Par acte notarié du 29 décembre 2003, monsieur AK-AL Y et madame K E épouse Y ont consenti à monsieur H X et à madame I G épouse X un bail rural d’une durée de neuf années portant sur diverses parcelles de vignes.

Par acte authentique du 9 décembre 2005, le bail a été transformé en bail à long terme d’une durée de 18 années.

Par acte d’huissier du 15 juillet 2010, les bailleurs ont fait citer les preneurs devant le tribunal paritaire des baux ruraux de Reims en résiliation du bail.

Par jugement du 24 août 2012, confirmé par arrêt du 9 avril 2014, le tribunal paritaire des baux ruraux a dit n’y avoir lieu à requalification du bail en bail à ferme, a débouté les bailleurs de leur demande de résiliation et les a condamnés à payer aux preneurs la somme de 1 .000,00 EUR à titre de dommages et intérêts outre 800,00 EUR d’indemnité de l’art. 700 du Code de procédure civile.

Le 30 octobre 2013, les preneurs ont saisi le tribunal paritaire des baux ruraux de Reims d’une demande tendant à faire convertir le bail à métayage en bail à ferme.

Par jugement du 27 novembre 2014, confirmé par arrêt du 21 octobre 2015, le tribunal a ordonné la conversion du bail à métayage en bail à ferme à compter du 1er novembre 2014, a fixé le montant du fermage à 2600 kg de raisin par hectare et débouté les époux X de leur demande de dommages et intérêts.

Par actes du 28 juillet 2016, du 1er, 2 et 4 août 2016, et du 7 septembre 2016, outre acte rectificatif du 13 et 14 septembre 2016, monsieur AK-AL Y et madame K E épouse Y ont fait donation des terres louées à monsieur O P, à monsieur M F, monsieur Q A et madame R S épouse A, monsieur T B et madame U V épouse B, madame W AA, monsieur AB C et madame AC AD épouse C, monsieur AE D, madame AF AG épouse D, monsieur T D et monsieur AH D, avec charge constituée d’une rente viagère irréductible et réversible.

Par courrier du 14 septembre 2016, maître Pertin, notaire, a informé monsieur H X et madame I G épouse X que monsieur AK-AL Y et madame K E épouse Y avaient consenti des actes translatifs de propriété sur l’ensemble des parcelles dont ils étaient locataires.
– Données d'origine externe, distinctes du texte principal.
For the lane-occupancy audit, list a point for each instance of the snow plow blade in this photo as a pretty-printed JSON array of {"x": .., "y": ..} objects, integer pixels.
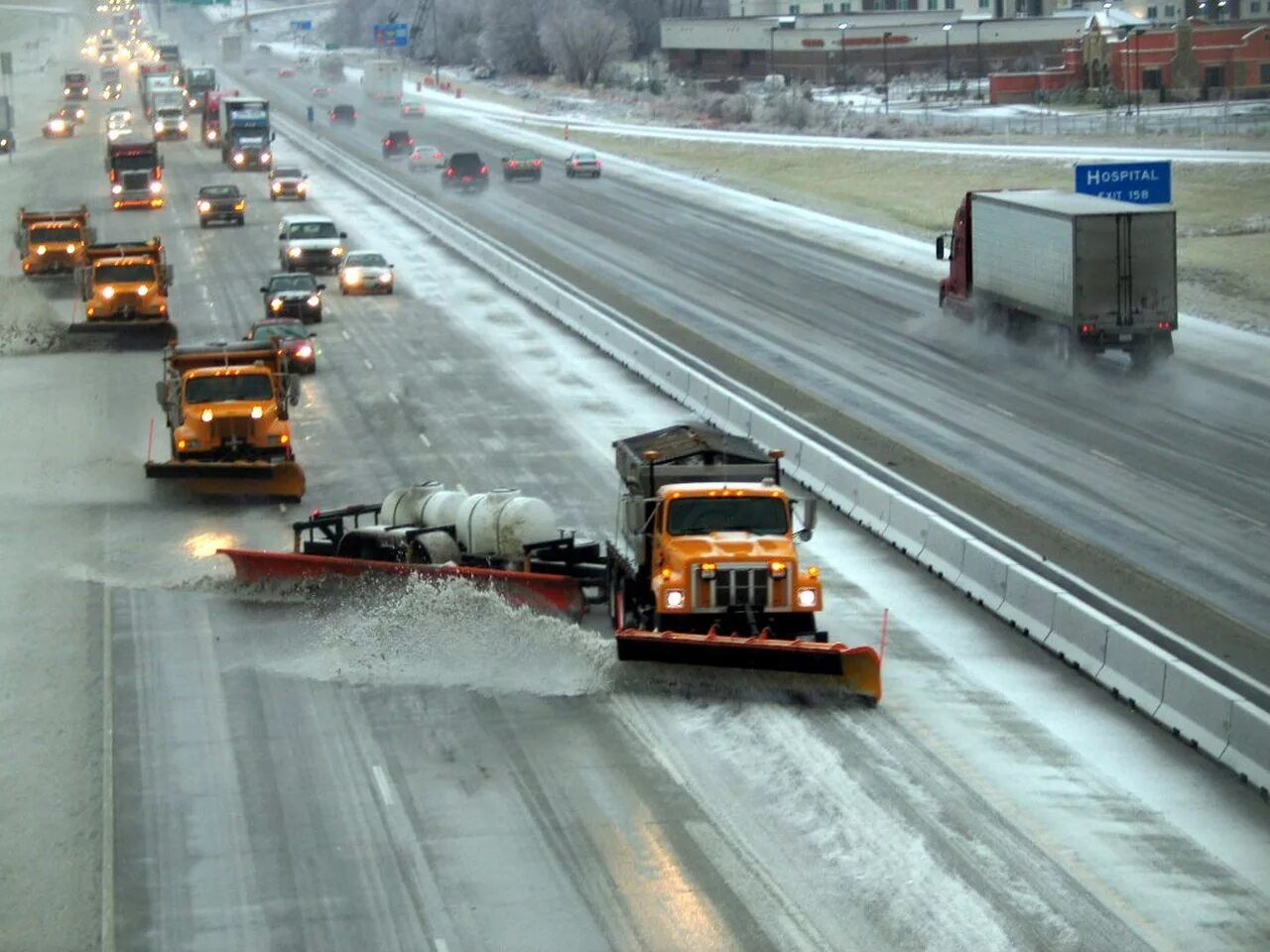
[
  {"x": 285, "y": 480},
  {"x": 550, "y": 594},
  {"x": 857, "y": 669},
  {"x": 141, "y": 333}
]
Par acte d’huissier du 17 mars 2017, monsieur H X et madame I G épouse X ont fait assigner madame K Y née E, monsieur AK-AL Y, monsieur M F devant le tribunal paritaire des baux ruraux de Reims en vue d’obtenir l’annulation de l’acte de donation régularisé le 2 août 2016 au profit de monsieur F outre dommages-intérêts au titre du préjudice résultant de la fraude à leur droit de préemption et indemnité de l’article 700 CPC.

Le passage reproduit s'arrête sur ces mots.